Land Cover Trends Project


Overview/Summary  •   Ecoregion Framework  •   Sampling Strategy  •   LandSat Source Data   •   Classification System  •   Interpretation Process  •   References

Interpretation Process

LULC delineations for each sample block began with the creation of a baseline reference LULC dataset. The 1992 date was usually the starting point due to the availability of the 30 meter resolution 1992 National Land Cover Dataset (NLCD) (Vogelmann, 2001). The detailed NLCD classes were first collapsed to match the more general land-cover classification system used by the Land Cover Trends project. The NLCD data were then manually edited on the computer screen using ERDAS IMAGINE software, using on screen interpretation methods while looking at 1992 Landsat TM data along with aerial photographs (National Aerial Photography Program and National High Altitude Program) and other ancillary aids (Google Earth, topographic maps, National Wetland Inventory datasets, etc.) serving to assist and improve interpretations (table 3). This editing (i.e., cleanup) procedure was done because NLCD data were created using automated spectral image processing procedures and were not meant for use in local-scale assessments. Additionally, Land Cover Trends aimed to improve upon NLCD by explicitly mapping land disturbance events.

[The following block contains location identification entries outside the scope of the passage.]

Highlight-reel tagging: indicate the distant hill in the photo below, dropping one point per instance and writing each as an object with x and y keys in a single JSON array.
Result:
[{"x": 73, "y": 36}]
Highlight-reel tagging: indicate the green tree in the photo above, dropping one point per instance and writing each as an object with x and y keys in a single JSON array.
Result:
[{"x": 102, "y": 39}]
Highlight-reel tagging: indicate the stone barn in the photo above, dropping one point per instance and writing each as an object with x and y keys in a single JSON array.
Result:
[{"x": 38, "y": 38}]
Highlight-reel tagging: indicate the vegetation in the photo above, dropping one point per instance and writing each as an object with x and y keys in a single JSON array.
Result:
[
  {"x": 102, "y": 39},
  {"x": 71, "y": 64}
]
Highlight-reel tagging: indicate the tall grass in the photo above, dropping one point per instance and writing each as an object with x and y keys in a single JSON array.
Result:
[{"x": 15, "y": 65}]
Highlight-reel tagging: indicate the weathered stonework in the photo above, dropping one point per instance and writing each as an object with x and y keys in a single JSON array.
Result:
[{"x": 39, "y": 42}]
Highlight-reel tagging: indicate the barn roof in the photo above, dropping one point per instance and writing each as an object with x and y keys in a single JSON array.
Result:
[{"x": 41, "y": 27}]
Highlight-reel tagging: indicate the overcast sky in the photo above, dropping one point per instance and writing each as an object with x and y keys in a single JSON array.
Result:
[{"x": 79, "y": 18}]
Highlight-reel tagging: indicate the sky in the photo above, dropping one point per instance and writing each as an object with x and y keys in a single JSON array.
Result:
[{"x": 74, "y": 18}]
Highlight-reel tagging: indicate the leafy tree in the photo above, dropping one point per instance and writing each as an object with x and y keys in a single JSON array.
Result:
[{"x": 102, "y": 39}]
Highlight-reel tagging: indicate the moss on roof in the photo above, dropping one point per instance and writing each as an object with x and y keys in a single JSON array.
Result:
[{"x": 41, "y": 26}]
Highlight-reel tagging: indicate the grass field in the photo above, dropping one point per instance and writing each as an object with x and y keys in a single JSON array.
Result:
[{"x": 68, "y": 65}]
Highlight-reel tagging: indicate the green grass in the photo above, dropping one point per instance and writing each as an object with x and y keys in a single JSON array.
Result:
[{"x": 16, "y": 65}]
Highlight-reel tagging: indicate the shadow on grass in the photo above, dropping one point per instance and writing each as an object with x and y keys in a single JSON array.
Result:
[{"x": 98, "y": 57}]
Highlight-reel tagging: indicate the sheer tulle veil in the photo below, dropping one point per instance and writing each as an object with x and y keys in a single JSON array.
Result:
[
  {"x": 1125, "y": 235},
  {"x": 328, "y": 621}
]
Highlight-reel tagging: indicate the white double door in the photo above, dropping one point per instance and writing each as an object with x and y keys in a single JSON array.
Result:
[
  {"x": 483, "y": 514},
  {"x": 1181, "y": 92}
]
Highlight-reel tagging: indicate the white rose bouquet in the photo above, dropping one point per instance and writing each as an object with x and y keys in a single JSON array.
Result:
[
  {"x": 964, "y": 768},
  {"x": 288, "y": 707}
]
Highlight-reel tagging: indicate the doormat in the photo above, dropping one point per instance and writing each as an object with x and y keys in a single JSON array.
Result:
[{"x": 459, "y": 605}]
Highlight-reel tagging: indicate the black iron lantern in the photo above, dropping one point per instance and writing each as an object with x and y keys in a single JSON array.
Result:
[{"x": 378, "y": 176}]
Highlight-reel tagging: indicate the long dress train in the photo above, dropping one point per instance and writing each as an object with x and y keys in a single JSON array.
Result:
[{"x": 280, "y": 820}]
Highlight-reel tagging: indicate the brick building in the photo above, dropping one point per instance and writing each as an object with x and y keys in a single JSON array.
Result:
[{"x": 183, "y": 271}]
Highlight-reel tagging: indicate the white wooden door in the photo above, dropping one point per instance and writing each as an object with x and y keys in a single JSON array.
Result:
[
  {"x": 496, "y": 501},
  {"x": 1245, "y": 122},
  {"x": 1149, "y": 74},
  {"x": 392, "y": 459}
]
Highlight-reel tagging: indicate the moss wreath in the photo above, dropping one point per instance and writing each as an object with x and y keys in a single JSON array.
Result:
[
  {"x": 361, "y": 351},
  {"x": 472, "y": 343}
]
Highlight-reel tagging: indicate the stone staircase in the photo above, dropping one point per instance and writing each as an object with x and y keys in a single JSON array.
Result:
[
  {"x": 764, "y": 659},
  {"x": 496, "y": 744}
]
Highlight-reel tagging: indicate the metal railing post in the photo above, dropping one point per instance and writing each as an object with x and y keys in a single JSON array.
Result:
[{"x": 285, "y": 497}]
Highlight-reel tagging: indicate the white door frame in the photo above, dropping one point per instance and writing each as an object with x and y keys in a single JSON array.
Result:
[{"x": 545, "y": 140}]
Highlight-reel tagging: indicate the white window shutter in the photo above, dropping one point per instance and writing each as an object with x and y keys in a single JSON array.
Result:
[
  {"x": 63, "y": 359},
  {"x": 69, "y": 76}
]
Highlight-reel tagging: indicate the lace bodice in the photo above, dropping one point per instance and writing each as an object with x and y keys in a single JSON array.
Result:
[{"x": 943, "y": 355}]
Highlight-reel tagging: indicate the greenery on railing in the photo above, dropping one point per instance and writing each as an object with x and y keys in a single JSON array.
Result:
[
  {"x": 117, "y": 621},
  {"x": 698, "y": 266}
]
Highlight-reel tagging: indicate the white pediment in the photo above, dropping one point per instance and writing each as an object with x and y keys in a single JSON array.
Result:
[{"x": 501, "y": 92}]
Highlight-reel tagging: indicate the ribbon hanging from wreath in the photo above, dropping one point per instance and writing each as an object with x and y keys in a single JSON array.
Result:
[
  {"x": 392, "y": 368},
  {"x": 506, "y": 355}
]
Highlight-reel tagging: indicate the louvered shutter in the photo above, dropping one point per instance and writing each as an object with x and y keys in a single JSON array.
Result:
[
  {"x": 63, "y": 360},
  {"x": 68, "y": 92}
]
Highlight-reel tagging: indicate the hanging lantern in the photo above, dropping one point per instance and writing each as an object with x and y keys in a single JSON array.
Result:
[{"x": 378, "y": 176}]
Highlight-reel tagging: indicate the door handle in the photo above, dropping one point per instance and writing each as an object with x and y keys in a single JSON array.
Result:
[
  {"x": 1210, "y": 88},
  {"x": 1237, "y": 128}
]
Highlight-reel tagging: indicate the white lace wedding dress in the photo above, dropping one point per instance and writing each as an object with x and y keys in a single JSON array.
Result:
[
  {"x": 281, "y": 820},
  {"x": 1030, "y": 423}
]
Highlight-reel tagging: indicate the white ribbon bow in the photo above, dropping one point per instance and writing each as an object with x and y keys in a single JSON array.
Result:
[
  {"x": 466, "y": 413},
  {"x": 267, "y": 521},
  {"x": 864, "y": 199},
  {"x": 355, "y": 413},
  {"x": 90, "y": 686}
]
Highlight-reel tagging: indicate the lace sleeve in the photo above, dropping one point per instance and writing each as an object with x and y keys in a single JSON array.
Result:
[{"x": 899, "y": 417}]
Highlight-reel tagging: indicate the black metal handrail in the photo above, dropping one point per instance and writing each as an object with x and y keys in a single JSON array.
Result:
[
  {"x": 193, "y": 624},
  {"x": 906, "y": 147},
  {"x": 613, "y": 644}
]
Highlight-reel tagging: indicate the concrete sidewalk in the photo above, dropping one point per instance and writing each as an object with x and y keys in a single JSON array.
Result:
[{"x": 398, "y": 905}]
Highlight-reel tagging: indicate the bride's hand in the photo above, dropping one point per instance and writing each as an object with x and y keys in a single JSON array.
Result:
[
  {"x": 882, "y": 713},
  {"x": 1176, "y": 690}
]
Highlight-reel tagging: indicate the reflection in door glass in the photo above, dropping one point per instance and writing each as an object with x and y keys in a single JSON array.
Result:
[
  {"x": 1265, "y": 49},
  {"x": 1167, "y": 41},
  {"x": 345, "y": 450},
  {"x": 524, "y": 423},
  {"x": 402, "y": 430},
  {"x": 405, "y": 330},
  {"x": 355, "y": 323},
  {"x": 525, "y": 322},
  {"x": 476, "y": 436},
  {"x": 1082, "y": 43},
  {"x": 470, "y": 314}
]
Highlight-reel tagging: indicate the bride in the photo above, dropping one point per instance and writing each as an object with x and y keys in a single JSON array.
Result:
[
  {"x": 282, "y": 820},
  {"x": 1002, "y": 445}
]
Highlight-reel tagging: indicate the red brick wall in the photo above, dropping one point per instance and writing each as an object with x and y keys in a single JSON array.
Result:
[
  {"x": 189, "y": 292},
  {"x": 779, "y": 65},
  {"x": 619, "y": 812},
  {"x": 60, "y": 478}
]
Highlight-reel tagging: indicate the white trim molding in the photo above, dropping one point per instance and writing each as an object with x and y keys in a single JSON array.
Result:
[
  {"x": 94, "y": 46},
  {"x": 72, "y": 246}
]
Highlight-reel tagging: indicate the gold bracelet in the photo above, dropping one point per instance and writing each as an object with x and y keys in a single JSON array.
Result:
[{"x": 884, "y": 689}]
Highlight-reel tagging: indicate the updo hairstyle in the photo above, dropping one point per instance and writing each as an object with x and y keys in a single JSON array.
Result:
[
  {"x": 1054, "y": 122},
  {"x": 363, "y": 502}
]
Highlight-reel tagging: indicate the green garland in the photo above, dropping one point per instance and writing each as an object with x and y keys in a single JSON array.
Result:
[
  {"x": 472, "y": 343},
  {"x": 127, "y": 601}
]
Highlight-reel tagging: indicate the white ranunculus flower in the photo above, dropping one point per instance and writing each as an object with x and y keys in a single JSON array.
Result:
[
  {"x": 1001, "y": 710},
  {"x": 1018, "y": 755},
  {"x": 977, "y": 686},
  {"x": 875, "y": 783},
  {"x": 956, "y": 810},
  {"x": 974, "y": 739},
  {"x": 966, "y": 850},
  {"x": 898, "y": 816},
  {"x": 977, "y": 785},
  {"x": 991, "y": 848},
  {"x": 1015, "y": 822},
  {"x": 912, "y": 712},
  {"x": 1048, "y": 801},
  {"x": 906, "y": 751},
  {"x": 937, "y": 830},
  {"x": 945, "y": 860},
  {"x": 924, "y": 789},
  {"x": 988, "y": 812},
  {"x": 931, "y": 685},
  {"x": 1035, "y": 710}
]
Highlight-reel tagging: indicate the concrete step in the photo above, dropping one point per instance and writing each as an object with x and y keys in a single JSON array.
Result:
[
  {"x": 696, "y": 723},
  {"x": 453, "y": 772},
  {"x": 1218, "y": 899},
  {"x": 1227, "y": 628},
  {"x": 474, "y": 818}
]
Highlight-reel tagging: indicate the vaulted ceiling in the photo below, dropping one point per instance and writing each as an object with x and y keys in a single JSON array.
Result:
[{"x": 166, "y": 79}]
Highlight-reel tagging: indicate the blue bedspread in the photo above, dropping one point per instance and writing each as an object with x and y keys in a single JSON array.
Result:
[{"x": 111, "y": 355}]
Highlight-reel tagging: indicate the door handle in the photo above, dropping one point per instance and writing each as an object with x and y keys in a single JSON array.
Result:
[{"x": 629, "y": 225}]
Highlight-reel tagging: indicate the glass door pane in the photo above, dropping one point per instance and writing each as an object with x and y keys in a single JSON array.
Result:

LULC for the 1986 and 2000 periods was then backward- or forward-classified using the 1992 land-use/land-cover data as a template. For example, creation of the 2000 LULC product began by making an exact copy of the 1992 LULC product. This copy served as a baseline for the 2000 LULC product, with identified changes between 1992 and 2000 manually edited into the copied image. This baseline 2000 LULC product, the 1992 Landsat imagery, and the 2000 Landsat imagery were displayed on-the computer screen, allowing the analyst to pan through the entire area covered by the sample block, examining the 1992 and 2000 Landsat imagery and any relevant aerial photography for valid LULC changes between the two dates. Any identified LULC changes were manually digitized on-screen, and the land use or land cover attributed on the 2000 LULC map.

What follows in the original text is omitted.